Namun, baru dua langkah, tubuhku seperti menabrak dinding udara yang tak terlihat, tak bisa maju lagi walau selangkah.
“Larangan!” seruku kaget, namun aku pun sadar, semua ini adalah ulah seseorang yang sengaja menggiring kami masuk ke Gunung Petir Langit. Orang yang memasang formasi penutup langit itu jelas sengaja menyisakan jalur keluar, lalu kini menutupnya dengan larangan. Jalan mundur sudah tertutup, satu-satunya jalan hanyalah maju ke depan.
Aku menggertakkan gigi dengan keras. Semua terjadi begitu aneh, seakan sejak aku dan Qin Shiyu melangkah ke desa ini, segala gerak-gerik kami telah diawasi dari balik bayang-bayang.
Aku menarik napas dalam-dalam, kemudian menghembuskannya perlahan untuk menenangkan gejolak hatiku.
“Jika memang kau sengaja menggiring kami ke Gunung Petir Langit, maka aku akan penuhi keinginanmu!” seruku cukup keras, gema suaraku membelah keheningan, seolah memang ditujukan bagi orang yang mengatur segalanya di balik layar.
Namun, tak ada jawaban, hanya keheningan membisu yang membalut alam.
Aku kembali menatap ke arah Gunung Petir Langit. Baru kali ini, setelah sebelumnya terlalu panik untuk memperhatikan, aku benar-benar terperangah dengan apa yang kulihat.
“Ilmu Naga Langit Pemanggil Petir!”
Dengan kedua mataku yang dapat melihat yin dan yang, aku menyaksikan aura spiritual di sekitar gunung itu berkumpul, perlahan berubah menjadi tiga naga putih raksasa. Pada tubuh naga-naga itu berkilauan cahaya laksana sambaran petir.
Ketiga naga putih itu menghembuskan petir dari mulut mereka, semua mengarah ke puncak gunung, memusat membentuk sebutir mutiara petir seukuran kelereng kaca yang memancarkan kilatan listrik.
Setiap kali mutiara petir itu berkilau, di langit Gunung Petir Langit muncullah kilatan petir dan dentuman guntur yang membahana di udara.

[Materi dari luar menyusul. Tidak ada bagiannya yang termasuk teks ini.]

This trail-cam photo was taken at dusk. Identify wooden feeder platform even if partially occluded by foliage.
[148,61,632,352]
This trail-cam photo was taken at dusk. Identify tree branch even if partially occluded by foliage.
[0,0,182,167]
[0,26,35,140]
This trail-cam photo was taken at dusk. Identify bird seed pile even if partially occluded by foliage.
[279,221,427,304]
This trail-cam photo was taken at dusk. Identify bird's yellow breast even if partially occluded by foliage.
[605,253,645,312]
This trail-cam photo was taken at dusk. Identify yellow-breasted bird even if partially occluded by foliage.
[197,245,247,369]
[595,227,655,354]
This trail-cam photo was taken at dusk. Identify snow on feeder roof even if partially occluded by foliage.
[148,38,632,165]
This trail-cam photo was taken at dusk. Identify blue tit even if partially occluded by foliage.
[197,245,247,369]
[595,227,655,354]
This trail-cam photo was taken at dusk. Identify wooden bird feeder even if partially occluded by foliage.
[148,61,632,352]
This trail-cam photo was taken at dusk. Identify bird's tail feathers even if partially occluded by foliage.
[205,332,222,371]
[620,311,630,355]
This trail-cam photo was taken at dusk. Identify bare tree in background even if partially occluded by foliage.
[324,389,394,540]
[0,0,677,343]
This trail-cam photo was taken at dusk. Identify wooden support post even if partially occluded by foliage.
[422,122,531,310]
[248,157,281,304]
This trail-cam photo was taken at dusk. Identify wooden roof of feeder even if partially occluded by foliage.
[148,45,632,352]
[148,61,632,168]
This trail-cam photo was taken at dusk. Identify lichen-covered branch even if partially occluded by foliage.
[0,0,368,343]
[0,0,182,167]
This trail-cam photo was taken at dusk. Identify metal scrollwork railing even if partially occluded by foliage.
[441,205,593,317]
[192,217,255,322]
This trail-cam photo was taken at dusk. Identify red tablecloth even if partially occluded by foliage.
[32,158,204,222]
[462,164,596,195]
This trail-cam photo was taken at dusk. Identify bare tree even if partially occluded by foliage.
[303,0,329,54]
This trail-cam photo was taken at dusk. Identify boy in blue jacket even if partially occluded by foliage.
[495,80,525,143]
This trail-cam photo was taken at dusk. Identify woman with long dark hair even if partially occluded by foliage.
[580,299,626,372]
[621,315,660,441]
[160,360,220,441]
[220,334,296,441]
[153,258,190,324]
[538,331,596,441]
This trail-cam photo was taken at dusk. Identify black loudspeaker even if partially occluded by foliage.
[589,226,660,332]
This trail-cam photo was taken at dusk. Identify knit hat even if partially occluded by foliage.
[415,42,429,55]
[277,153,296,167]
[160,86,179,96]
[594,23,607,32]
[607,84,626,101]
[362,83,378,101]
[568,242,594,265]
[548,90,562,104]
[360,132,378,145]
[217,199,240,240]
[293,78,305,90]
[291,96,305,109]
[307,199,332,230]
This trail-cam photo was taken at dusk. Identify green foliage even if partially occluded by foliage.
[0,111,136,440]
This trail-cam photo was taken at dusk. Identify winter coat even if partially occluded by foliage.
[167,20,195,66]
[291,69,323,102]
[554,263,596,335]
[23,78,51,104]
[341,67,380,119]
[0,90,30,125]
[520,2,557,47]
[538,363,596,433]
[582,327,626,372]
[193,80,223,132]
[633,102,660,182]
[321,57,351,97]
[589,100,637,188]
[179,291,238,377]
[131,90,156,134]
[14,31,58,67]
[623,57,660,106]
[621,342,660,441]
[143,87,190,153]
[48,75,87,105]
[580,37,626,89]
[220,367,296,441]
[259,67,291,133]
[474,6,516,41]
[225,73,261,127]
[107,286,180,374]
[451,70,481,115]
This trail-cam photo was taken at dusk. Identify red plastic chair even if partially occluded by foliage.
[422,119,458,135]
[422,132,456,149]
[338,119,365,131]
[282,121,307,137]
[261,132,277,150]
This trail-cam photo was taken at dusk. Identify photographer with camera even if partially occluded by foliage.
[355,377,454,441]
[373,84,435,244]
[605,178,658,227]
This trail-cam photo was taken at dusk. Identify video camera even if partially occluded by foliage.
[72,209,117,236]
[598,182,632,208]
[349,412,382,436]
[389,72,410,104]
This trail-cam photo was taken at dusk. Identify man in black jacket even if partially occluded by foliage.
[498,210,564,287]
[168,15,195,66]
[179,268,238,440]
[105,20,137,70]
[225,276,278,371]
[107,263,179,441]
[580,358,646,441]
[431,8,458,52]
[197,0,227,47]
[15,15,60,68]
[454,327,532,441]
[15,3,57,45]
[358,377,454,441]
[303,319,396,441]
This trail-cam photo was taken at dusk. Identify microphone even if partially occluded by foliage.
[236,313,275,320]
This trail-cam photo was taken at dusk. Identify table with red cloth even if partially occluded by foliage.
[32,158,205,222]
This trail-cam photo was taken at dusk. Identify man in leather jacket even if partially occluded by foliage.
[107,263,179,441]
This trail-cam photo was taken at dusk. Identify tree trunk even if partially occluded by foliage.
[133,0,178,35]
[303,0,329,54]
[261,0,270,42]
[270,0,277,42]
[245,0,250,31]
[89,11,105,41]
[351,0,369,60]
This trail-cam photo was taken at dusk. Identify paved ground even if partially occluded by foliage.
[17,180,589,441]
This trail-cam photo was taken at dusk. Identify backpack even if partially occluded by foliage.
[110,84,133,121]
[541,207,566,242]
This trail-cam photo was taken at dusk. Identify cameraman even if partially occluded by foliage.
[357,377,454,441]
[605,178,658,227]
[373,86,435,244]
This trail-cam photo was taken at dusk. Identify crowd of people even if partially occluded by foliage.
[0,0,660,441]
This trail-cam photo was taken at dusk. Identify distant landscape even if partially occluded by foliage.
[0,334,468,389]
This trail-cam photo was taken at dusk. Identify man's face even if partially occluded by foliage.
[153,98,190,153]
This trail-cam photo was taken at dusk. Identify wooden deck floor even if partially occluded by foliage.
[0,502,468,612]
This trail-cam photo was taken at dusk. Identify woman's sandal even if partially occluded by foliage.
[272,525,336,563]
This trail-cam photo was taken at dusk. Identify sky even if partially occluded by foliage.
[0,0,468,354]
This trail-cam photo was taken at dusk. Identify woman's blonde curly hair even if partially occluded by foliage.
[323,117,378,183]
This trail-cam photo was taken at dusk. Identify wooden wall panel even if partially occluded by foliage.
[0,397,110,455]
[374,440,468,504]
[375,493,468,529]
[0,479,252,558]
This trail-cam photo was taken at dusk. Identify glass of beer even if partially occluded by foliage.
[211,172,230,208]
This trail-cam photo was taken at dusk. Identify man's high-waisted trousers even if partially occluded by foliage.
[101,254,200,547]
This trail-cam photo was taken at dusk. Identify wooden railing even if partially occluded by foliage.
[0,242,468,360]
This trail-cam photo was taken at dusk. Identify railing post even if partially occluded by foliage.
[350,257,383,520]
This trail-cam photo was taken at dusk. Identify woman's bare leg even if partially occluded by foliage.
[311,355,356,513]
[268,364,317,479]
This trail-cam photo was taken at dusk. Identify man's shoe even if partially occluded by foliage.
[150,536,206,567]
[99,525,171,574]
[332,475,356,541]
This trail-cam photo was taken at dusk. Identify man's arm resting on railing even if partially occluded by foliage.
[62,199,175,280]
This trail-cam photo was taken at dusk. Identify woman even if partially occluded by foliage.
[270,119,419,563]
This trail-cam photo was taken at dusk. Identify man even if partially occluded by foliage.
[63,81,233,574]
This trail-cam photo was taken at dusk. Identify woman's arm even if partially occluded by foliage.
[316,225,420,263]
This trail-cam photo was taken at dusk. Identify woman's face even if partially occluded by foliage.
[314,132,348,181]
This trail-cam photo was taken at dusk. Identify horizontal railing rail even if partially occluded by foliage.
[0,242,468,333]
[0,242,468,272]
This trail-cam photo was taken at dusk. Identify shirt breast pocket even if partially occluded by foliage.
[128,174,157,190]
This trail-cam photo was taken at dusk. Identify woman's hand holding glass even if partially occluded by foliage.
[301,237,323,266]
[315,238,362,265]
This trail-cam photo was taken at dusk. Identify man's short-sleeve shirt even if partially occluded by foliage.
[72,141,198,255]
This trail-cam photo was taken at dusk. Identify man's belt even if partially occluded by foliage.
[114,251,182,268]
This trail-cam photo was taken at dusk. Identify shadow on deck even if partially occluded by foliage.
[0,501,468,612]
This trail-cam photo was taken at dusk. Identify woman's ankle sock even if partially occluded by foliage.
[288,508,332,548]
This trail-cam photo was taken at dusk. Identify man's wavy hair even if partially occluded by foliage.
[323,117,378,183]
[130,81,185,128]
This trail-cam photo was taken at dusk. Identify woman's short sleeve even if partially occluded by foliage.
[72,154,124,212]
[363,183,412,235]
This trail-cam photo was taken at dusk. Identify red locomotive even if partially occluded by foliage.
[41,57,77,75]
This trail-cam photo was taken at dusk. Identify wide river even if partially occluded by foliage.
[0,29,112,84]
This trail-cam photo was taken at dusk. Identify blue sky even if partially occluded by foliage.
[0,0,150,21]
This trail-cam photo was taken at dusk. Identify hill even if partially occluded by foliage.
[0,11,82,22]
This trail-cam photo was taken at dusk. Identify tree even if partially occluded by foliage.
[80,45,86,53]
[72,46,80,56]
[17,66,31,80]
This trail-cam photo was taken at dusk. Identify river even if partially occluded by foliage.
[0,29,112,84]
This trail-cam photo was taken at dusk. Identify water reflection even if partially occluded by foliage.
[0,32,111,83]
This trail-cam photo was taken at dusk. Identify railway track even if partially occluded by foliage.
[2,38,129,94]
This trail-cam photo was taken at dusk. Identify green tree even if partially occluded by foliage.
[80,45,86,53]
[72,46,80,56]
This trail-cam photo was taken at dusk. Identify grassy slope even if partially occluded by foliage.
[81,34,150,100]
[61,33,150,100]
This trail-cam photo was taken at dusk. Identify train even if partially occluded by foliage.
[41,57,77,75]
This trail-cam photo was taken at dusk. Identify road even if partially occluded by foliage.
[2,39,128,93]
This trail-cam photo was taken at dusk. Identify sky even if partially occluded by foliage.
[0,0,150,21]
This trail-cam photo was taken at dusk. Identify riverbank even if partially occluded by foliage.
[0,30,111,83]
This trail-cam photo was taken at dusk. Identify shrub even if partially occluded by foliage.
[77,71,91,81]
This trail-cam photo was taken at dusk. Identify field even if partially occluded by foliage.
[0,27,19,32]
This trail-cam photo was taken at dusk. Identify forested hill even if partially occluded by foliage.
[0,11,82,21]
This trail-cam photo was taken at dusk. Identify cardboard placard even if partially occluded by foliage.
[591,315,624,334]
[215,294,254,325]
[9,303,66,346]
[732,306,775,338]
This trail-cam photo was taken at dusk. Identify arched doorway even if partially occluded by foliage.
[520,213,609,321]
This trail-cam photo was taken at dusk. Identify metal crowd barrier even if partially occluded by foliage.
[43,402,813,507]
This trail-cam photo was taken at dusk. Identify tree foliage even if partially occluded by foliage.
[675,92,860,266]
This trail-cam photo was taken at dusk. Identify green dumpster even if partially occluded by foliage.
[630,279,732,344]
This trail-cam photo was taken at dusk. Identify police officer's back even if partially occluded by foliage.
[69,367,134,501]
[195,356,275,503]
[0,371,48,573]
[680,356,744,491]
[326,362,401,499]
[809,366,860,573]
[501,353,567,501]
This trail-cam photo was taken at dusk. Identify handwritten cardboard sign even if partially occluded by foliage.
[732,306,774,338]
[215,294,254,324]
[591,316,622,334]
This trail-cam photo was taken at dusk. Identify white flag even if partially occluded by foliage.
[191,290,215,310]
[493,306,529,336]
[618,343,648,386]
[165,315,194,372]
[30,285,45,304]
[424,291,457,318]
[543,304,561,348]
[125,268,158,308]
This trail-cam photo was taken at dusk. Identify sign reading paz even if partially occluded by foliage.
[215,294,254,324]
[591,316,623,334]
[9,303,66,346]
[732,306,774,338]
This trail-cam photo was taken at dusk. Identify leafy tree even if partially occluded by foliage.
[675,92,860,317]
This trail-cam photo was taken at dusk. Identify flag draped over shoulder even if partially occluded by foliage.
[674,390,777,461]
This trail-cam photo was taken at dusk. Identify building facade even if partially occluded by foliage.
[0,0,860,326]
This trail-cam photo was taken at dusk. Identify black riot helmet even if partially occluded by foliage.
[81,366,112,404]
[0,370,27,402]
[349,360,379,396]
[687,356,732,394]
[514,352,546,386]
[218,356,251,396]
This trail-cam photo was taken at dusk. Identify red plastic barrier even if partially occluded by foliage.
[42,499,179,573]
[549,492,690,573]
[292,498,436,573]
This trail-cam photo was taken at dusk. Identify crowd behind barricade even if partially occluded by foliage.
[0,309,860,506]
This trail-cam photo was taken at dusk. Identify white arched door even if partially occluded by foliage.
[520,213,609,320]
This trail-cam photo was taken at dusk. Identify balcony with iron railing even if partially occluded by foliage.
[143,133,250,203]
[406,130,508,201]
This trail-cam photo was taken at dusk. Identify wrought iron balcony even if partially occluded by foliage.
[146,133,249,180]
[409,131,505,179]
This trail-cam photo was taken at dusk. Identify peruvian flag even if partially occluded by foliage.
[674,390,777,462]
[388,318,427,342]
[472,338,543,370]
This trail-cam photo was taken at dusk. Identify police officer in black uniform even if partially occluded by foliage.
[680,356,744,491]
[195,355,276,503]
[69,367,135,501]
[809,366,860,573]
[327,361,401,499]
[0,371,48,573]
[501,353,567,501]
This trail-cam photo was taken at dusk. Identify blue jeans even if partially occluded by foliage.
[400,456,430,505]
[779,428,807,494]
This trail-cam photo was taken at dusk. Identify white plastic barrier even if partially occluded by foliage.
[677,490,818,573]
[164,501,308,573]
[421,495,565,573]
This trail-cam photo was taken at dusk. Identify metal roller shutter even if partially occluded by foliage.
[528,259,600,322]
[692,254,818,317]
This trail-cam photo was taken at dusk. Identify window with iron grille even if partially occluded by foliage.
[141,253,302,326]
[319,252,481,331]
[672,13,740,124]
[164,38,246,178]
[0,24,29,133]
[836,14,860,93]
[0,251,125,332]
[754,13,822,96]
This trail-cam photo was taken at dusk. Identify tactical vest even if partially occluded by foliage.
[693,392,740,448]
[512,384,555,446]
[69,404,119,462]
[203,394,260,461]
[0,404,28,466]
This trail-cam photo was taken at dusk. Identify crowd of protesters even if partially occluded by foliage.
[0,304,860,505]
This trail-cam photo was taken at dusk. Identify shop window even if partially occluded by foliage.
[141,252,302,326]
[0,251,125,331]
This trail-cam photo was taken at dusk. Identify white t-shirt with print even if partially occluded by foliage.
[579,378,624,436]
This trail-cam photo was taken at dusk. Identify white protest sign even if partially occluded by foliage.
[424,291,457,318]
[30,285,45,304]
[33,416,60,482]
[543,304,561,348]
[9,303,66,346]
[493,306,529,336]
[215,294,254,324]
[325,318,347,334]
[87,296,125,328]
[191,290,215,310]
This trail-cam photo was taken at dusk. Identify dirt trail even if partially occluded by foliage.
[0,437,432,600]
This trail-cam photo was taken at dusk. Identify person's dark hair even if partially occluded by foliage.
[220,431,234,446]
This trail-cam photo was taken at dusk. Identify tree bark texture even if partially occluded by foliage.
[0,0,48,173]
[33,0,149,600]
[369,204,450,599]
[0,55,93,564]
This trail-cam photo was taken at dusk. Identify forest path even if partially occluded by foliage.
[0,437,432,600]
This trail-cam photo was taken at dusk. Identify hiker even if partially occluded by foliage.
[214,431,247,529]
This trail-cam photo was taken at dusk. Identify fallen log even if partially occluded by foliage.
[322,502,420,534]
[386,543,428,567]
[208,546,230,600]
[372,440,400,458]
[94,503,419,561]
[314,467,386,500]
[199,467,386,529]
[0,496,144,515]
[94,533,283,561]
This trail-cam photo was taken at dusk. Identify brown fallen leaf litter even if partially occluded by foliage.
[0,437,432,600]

“Konon di tempat ini, seorang sesepuh dunia Yin dan Yang pernah menembus keabadian dan naik ke alam para dewa berkat formasi ini!”
Dalam kitab ‘Hakikat Langit dan Bumi’ tertulis: “Bentuk mengandung delapan gerbang, di dalamnya ada energi yin dan yang, berbagai ilmu para dewa, tiga naga menuntun dan memanggil petir.”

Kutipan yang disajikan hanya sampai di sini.